The attached archive "multireport-fastjet.tar.gz" contains the following:
report.sh : Reproduce the behavior; requires scan-build, clang
setup-clang.sh : Setup clang and scan-build (from trunk); requires: svn, cmake
run.sh : Run setup-clang.sh and report.sh
run-log.sh : Run run.sh with logging to the file "run.log"
run.log : Log from my test run
report-make : HTML report from my test run
count.sh : Count the number of occurences of the bug in "run.log"
Quuxplusone commented 11 years ago

Attached multireport-fastjet.tar.gz (265041 bytes, application/x-gzip): Scripts that reproduce the behavior; supplementary scripts; results of my test run

Quuxplusone commented 11 years ago
This is a result of the analyzer running on a per-translation-unit basis --
there's no information shared across translation units, except for the index
scan-build creates at the end of execution. That means it doesn't actually know
that these issues are "the same".

This is a contentious point: in your case, the errors really are in the header
file, but in many cases the issues are the caller's fault, such as in this
example:

// foo.h
void require(bool *ptr) {
  if (!*ptr)
    abort();
}

// foo.cpp
void testA() {
  require(NULL); // null pointer dereference, caller's fault
}

void testB(bool *ptr) {
  if (ptr) // null check, but backwards!
    return;
  require(ptr); // null pointer dereference, caller's fault
}

There is some support for reporting the issues in the callers rather than in
the header with the hidden analyzer option "report-in-main-source-file=true",
but that won't help your current case. The CmpRuns.py script in the Clang
repository has some support for issue uniquing, but it hasn't been integrated
into scan-build.
Quuxplusone commented 11 years ago

scan-build runs the method ScanFile on each report HTML file. The method (when called repeatedly) removes the files that are redundant by their binary content (or its MD5 hash, to be more precise). (I suppose that this is the process that reduces the number of reports from 51 to 9.) However, the 9 HTML reports in question are not exact copies (although they refer to the same bug). They differ in the spelling they use to describe the path to the source file in question ("ClusterSequenceStructure.hh"). For example:

$ diff report-dc3ace.html report-3ed777.html 4c4 < ./../include/fastjet/ClusterSequenceStructure.hh

./../../include/fastjet/ClusterSequenceStructure.hh

64c64 <

74c74 < File:/afs/cern.ch/user/f/fbartek/sas/scanbuild/fastjet-report/fastjet-3.0.4/src/./../include/fastjet/ClusterSequenceStructure.hh

File:/afs/cern.ch/user/f/fbartek/sas/scanbuild/fastjet-report/fastjet-3.0.4/plugins/SISCone/./../../include/fastjet/ClusterSequenceStructure.hh

It looks like the HTML reports are generated by clang -analyzer-output=html called from scan-build.

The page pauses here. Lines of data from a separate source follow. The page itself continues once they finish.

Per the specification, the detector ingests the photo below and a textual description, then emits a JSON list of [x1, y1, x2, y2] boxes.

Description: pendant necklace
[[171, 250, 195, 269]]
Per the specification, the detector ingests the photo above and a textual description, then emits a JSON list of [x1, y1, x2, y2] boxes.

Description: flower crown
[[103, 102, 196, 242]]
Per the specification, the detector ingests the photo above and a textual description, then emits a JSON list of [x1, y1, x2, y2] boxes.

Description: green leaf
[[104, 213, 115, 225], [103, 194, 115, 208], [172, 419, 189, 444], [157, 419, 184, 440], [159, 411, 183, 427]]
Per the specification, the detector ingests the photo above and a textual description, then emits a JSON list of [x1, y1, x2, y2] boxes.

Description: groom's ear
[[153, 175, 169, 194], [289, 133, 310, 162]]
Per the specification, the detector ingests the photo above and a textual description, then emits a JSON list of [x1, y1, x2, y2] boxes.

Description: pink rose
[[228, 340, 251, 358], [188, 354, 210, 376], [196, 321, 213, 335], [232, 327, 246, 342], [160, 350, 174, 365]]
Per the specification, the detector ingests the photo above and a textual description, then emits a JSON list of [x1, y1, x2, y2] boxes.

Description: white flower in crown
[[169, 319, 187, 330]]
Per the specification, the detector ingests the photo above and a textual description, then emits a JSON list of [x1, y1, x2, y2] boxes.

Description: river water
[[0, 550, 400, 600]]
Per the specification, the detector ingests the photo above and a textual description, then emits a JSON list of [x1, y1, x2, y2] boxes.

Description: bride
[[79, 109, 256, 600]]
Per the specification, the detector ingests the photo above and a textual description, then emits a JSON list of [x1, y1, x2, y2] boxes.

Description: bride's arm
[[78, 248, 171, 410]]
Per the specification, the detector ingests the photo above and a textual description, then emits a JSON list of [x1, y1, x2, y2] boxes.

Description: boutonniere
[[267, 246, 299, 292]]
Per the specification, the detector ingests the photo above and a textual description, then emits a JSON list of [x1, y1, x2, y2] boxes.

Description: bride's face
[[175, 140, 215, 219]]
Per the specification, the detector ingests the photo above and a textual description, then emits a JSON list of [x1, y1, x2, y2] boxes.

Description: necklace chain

I think that a good solution would be cancelling out the "." and ".." parts in the source file paths before they are printed to the HTML reports in clang -analyzer-output=html.

Quuxplusone commented 10 years ago
Would canceling out the "." and ".." unite the reports that are not united in
this case?
As Jordan points out, there are expected cases where we would issue multiple
reports in the same header file.
Quuxplusone commented 9 years ago

Yes, I believe that canceling out the "." and (especially) ".." would prevent the duplicity.